This is an AI Chatbot designed specifically for fans of the popular sitcom Friends. It utilizes Retrieval-Augmented Generation (RAG) and Large Language Model (LLM), specifically LLaMA 2, which has been fine-tuned using Replicate. This setup enables the application to deliver precise, context-sensitive responses to intricate questions about the show’s content, plot, and characters. The app is built with Streamlit and includes features such as session chat history and the ability to choose from multiple LLaMA2 API endpoints on Replicate.
Ask anything about the Friends series on our app here!
- Relative API key(s) (optional; e.g. for embedding model)
- Python 3.11 or higher
- Git Large File Storage (LFS) for handling large datasets and model files
-
Install dependencies.
- [Optional but recommended]
- Create a virtual python environment with
python -m venv .venv
- Activate it with
source .venv/bin/activate
- Create a virtual python environment with
- Install dependencies with
pip install -r requirements.txt
- [Optional but recommended]
-
Create the Chroma DB:
python populate_database.py
-
Setup before being able to do inference:
-
Case 1: If you choose to run the base Llama 2 model locally, you'll need to have Ollama installed and run
ollama serve
in a seperate terminal. -
Case 2: If you choose to do inference with replicate with our models locally, you'll need to have
REPLICATE_API_TOKEN
setup as an environment variable. -
Case 3: You can simply test run our deployed project on streamlit: friends-rag.streamlit.app.
-
-
Test run to query the Chroma DB, the below command will return an output based on RAG and the selected model:
python query_data.py "Which role does Adam Goldberg plays?"
- Start the App locally:
streamlit run app.py
- For finetuning, we opted to create our own dataset of Question-Answer pairs relevant to the domain, enhancing the effectiveness of RAG.

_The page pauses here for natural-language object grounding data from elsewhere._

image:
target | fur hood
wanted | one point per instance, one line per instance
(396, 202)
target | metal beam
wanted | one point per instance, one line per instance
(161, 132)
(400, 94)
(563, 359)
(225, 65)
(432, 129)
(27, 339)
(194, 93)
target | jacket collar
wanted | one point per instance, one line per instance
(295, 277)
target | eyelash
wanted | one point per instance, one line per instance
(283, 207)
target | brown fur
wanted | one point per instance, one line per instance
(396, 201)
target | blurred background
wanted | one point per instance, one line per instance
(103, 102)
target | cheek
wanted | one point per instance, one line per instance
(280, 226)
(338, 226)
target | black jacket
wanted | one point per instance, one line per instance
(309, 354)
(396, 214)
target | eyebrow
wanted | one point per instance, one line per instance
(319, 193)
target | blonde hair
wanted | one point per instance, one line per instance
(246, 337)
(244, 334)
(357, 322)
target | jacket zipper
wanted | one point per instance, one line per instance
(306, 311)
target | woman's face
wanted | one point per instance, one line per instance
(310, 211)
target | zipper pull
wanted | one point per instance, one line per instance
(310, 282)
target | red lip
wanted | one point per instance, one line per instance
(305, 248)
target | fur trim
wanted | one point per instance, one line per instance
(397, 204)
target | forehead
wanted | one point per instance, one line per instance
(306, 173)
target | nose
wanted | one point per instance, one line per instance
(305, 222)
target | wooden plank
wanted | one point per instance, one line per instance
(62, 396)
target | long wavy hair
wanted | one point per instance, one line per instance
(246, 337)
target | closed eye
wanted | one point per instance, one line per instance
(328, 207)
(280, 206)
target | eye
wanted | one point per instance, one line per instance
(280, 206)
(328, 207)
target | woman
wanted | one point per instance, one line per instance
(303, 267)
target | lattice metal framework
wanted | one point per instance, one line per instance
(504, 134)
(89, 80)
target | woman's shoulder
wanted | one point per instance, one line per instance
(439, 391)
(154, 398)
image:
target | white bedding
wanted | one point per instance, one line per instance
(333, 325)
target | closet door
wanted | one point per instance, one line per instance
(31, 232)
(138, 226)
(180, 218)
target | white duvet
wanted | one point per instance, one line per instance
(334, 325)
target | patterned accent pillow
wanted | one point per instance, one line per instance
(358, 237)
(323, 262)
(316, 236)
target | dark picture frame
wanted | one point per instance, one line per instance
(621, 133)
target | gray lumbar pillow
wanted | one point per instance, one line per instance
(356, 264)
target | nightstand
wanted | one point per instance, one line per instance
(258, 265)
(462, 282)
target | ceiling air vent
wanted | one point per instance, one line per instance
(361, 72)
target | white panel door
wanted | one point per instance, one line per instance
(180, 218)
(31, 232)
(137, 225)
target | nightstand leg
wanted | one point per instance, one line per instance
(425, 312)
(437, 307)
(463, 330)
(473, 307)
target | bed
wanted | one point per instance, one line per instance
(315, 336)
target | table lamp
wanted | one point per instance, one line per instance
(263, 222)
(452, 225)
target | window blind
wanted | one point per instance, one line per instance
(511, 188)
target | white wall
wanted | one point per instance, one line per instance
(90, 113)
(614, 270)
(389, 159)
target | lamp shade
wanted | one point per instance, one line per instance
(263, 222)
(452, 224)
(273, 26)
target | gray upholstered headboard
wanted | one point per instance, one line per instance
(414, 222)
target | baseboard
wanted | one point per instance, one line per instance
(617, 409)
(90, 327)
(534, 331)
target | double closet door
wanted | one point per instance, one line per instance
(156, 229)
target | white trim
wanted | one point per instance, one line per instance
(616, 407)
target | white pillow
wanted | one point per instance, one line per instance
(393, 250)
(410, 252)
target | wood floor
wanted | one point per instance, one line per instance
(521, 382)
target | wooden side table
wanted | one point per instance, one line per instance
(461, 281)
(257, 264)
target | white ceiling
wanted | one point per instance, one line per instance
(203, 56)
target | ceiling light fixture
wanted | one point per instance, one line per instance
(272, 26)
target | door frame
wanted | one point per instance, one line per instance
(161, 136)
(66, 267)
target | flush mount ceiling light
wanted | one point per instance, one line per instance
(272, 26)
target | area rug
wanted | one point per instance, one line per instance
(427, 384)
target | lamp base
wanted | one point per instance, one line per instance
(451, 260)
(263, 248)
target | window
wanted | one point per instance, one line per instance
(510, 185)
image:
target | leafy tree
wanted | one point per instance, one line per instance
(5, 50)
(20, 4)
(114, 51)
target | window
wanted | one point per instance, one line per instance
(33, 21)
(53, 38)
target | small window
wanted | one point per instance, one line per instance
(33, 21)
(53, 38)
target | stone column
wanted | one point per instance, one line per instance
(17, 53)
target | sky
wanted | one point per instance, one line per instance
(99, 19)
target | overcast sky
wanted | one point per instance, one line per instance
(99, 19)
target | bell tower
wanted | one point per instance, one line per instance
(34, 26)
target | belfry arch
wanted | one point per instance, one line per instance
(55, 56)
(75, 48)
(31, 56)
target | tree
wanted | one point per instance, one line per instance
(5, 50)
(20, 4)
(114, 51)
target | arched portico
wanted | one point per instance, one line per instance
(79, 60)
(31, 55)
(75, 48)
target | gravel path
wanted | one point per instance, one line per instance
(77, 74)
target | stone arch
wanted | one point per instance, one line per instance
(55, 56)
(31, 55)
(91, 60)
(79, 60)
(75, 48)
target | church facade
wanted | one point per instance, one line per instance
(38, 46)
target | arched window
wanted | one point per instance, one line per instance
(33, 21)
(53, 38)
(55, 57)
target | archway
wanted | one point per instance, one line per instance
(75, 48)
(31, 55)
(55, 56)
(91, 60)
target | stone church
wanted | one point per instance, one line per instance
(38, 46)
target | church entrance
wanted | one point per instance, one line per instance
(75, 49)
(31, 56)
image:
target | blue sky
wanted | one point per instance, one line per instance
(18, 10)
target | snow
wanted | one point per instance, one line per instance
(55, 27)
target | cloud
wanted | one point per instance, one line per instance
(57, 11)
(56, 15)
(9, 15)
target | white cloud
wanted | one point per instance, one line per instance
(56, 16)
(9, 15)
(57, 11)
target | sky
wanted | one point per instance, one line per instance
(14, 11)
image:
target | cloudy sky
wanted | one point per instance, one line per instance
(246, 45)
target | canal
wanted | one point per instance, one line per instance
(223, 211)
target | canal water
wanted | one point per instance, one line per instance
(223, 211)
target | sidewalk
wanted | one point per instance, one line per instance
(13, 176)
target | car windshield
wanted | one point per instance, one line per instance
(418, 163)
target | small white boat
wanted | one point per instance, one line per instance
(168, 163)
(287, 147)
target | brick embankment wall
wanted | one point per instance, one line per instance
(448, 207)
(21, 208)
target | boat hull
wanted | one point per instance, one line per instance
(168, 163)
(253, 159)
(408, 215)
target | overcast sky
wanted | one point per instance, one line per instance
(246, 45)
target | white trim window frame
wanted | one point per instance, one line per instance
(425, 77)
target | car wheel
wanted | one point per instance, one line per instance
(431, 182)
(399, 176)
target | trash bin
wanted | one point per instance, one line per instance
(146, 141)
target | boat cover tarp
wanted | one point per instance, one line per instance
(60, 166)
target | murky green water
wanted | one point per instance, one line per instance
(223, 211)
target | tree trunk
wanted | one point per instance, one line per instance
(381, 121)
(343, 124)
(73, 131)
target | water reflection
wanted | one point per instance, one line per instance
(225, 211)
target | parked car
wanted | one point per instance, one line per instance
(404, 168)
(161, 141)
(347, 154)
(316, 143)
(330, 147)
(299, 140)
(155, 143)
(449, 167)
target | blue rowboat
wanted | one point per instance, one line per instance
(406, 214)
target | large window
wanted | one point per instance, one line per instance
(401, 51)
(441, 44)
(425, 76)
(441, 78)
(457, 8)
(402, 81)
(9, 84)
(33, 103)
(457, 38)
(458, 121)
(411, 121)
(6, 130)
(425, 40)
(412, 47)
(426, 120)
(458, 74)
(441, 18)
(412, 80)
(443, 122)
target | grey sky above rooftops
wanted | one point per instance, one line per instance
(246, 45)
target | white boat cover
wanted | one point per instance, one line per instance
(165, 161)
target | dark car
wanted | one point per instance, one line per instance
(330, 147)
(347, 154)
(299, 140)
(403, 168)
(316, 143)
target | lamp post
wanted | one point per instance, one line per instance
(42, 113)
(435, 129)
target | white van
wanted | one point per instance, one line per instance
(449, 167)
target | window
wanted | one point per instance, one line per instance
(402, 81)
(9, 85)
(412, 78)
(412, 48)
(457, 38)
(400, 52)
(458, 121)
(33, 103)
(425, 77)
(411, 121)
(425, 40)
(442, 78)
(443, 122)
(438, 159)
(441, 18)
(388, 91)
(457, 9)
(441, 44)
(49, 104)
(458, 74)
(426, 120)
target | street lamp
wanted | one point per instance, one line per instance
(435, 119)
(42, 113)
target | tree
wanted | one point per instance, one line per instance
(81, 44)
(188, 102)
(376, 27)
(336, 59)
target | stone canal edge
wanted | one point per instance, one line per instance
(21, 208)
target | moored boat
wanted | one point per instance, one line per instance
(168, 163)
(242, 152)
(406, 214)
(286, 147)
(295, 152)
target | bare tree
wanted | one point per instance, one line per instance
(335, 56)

- Domain-specific files, including trivia.txt and s1_s2.jsonl, are organized in the data folder. Using Langchain, this data is indexed in a vector database located in the chroma folder, which can be expanded with additional content as needed.
- The user interface and deployment of the application are handled through Streamlit.
- Users have the flexibility to choose from several LLaMA2 chat API endpoints, including the base LLaMA2, finetuned LLaMA2, base with RAG, and finetuned with RAG.
- Each version of the model (base, finetuned, with and without RAG) is hosted on Replicate.